My blog yesterday Whither OpenStack was already too long, but I wish I’d included some of the points from this outstanding piece by Bernard Golden on AWS vs. CSPs: Hardware Infrastructure. You should read the whole thing, but the key message is this:
Amazon, however, appears to hold the view that it is not operating an extension to a well-established industry, in which effort is best expended in marketing and sales activities pursued in an attempt to build a customer base that can be defended through brand, selective financial incentives, and personal attention. Instead, it seems to view cloud computing as a new technology platform with unique characteristics — and, in turn, has decided that leveraging established, standardized designs is inappropriate. This decision, in turn, has begotten a decision that Amazon will create its own integrated cloud environment incorporating hardware components designed to its own specifications.

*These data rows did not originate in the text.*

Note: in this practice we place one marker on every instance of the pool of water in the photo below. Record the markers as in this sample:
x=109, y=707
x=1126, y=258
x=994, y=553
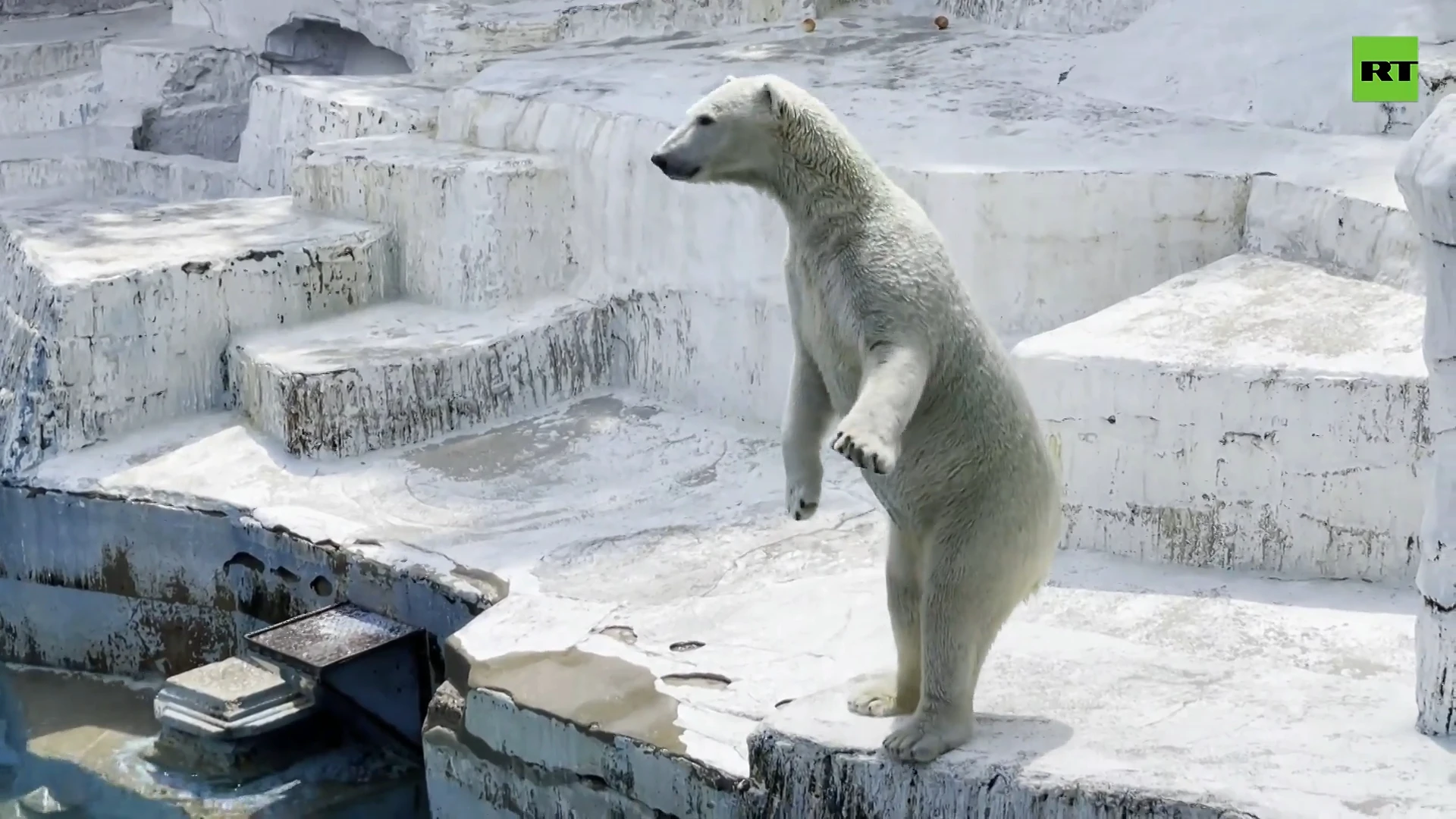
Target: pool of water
x=88, y=742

As you read Bernard’s piece, think about the architecture of the software that transforms Amazon’s custom hardware into the set of services which AWS users experience. It has about as much in common with, say, OpenStack’s DevStack (or, too be fair, Eucalyptus FastStart – sorry, Mårten!) as does a supertanker to a powerboat.
In this world, you can’t start small and then “add scale”; the characteristics needed to operate at extreme scale become fundamental technical (and business) requirements that drive the systems architecture.
This is the challenge that Rackspace, HP and others face. Their core software was designed – is, continually, being evolved – by a community that doesn’t have those architectural requirements. This is not a criticism; it’s simply the reality of working in a world defined by things like:
- Tempest should be able to run against any OpenStack cloud, be it a one node devstack install, a 20 node lxc cloud, or a 1000 node kvm cloud.
and this piece on OpenStack HA (read through to see all of the caveats). I know the guys at HP and Rackspace: they are smart, creative engineers, and I’m sure they can build software as good as AWS. The question is, can they do so while remaining coupled to an open source community that doesn’t have the same requirements?